Luminal flow in the connecting tubule induces afferent arteriole vasodilation

Background: Renal autoregulatory mechanisms modulate renal blood flow. Connecting tubule glomerular feedback (CNTGF) is a vasodilator mechanism in the connecting tubule (CNT), triggered paracrinally when high sodium levels are detected via the epithelial sodium channel (ENaC). The primary activation factor of CNTGF-whether NaCl concentration, independent luminal flow, or the combined total sodium delivery-is still unclear. We hypothesized that increasing luminal flow in the CNT induces CNTGF via O2^- generation and ENaC activation.

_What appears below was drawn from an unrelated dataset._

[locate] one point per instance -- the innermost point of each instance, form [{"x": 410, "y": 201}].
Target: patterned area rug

Methods: Rabbit afferent arterioles (Af-Arts) with adjacent CNTs were microperfused ex-vivo with variable flow rates and sodium concentrations ranging from < 1 to 80 mM and from 5 to 40 nL/min flow rates.

Results: Perfusion of the CNT with 5 mM NaCl and increasing flow rates from 5 to 10, 20, and 40 nL/min caused a flow-rate-dependent dilation of the Af-Art (P < 0.001). Adding the ENaC blocker benzamil inhibited flow-induced Af-Art dilation, indicating a CNTGF response. In contrast, perfusion of the CNT with < 1 mM NaCl did not result in flow-induced CNTGF vasodilation (P > 0.05). Multiple linear regression modeling (R² = 0.51; P < 0.001) demonstrated that tubular flow (β = 0.163 ± 0.04; P < 0.001) and sodium concentration (β = 0.14 ± 0.03; P < 0.001) are independent variables that induce afferent arteriole vasodilation. Tempol reduced flow-induced CNTGF, and L-NAME did not influence this effect.

Conclusion: Increased luminal flow in the CNT induces CNTGF activation via ENaC, partially due to flow-stimulated O2- production and independent of nitric oxide synthase (NOS) activity.